蝦夷の時代18 松前藩の財政・檜
砂金のゴールドダッシュは約半世紀続き下火になりましたが、明治に入ってから再度復活します。蝦夷の地は、まさに「黄金の国」だったのです。
今日でも町興しの一環で「砂金祭り」が残っています。
砂金と入れ替わりに江差の檜山が松前藩の財源となりました。
上ノ国天の川より厚沢部にかけての檜山の木材でした。この檜は檜に似たアスナロで、寛永の福山館修築にも用いられています。
延宝6年(1678)厚沢部山を開放し、檜山奉行を置いて取り締まり、山師から運上金をとって伐採を始めました。
元禄期には年・運上金2000両以上となりましたが、同8年の山火事で事業は一時衰えました。

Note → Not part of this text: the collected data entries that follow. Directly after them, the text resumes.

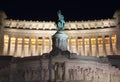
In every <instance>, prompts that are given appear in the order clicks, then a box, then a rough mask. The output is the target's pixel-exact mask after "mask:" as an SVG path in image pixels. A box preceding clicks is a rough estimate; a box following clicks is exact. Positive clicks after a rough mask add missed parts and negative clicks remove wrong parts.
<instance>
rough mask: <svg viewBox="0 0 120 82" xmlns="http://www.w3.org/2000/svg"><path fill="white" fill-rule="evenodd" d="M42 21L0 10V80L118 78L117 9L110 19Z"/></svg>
mask: <svg viewBox="0 0 120 82" xmlns="http://www.w3.org/2000/svg"><path fill="white" fill-rule="evenodd" d="M57 15H58V21H57V22H53V21H49V22H47V21H46V22H45V21H43V22H40V21H26V20H12V19H8V18H7V16H6V14H5V13H4V12H3V11H0V82H120V63H119V62H120V11H119V10H118V11H116V12H115V14H114V15H113V18H111V19H101V20H89V21H69V22H67V21H65V20H64V16H63V15H62V13H61V11H59V12H58V13H57Z"/></svg>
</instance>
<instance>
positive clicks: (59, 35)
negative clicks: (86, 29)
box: [52, 31, 68, 51]
mask: <svg viewBox="0 0 120 82" xmlns="http://www.w3.org/2000/svg"><path fill="white" fill-rule="evenodd" d="M52 42H53V45H52V47H53V49H60V50H61V51H67V50H68V49H67V45H68V36H67V35H66V34H65V33H64V32H62V31H57V32H56V33H55V34H54V35H53V36H52Z"/></svg>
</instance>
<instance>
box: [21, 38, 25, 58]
mask: <svg viewBox="0 0 120 82" xmlns="http://www.w3.org/2000/svg"><path fill="white" fill-rule="evenodd" d="M24 39H25V37H24V36H23V37H22V50H21V51H22V57H24V55H25V51H24Z"/></svg>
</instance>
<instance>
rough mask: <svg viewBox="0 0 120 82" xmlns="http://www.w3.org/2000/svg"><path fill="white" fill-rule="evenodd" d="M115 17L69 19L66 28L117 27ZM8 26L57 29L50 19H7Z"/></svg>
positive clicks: (46, 28)
mask: <svg viewBox="0 0 120 82" xmlns="http://www.w3.org/2000/svg"><path fill="white" fill-rule="evenodd" d="M115 26H116V23H115V20H114V19H104V20H93V21H69V22H66V24H65V29H74V30H75V29H93V28H104V27H108V28H109V27H115ZM5 27H7V28H16V29H17V28H18V29H19V28H21V29H35V30H38V29H40V30H45V29H47V30H53V29H56V25H55V22H52V21H49V22H46V21H42V22H40V21H25V20H8V19H7V20H5Z"/></svg>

元禄15年(1702年)、初代飛騨屋久兵衛(トップの写真)が松前に渡ります。
飛騨屋は飛騨(岐阜県)出身の商人で、当時は南部大畑の檜山を経営し、木材を江戸・大阪に送っていました。
松前藩の許可を得て、蝦夷地尻別の蝦夷檜山をひらきます。
その後、沙流・釧路・厚岸・石狩・夕張・天塩などの蝦夷檜山を開いて巨富をなし、江差檜山にも手を伸ばしました。

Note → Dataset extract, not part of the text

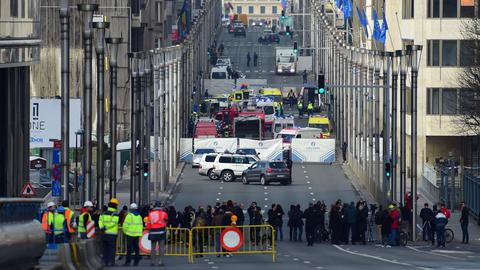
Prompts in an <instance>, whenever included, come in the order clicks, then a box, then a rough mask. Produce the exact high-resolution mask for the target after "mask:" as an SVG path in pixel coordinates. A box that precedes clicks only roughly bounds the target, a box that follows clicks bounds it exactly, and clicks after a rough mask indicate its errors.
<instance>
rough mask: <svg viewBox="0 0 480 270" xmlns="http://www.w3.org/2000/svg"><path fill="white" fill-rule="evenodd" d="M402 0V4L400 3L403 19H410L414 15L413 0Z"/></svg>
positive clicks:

蝦夷の木材業は飛騨屋の独占に委ねられることとなりました。
※飛騨屋久兵衛について
現在の岐阜県下呂町で木材請負業武川久右衛門の長男として生まれます。
下呂を拠点とする同家は,久兵衛が元禄9(1696)年木材の大市場である江戸進出を果たし,以後次第に発展,飛騨屋と号します。
下北の大畑(青森県大畑町)を経て、松前にも進出し,蝦夷地産の木材を江戸市場などに送って巨利を得ました。

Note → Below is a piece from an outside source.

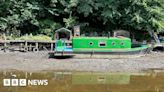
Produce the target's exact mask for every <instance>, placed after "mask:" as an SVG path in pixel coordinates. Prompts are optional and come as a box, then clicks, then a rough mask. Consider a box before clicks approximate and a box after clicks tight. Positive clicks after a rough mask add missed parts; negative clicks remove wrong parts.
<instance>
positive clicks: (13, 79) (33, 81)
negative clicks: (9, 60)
mask: <svg viewBox="0 0 164 92" xmlns="http://www.w3.org/2000/svg"><path fill="white" fill-rule="evenodd" d="M28 85H29V86H46V85H48V80H47V79H44V80H38V79H33V80H27V79H3V86H13V87H14V86H22V87H25V86H28Z"/></svg>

「碌々と山間に生涯を終らんよりは寧ろ他国に出て事を成す」との意志が強く,この冒険的事業家としての性格が,成功の要因であったと思われます。
以後代々久兵衛を名乗りますが,2代目までは山林事業。
3代目は安永2(1773)年,松前藩への巨額の貸付金の代償としてアッケシ,クナシリなどの4場所を請負い,山林経営から漁業経営に転換していきました。
しかし4代目は,アイヌ酷使のため寛政1(1789)年のクナシリ,メナシのアイヌ蜂起を発端に松前藩から場所を没収されました。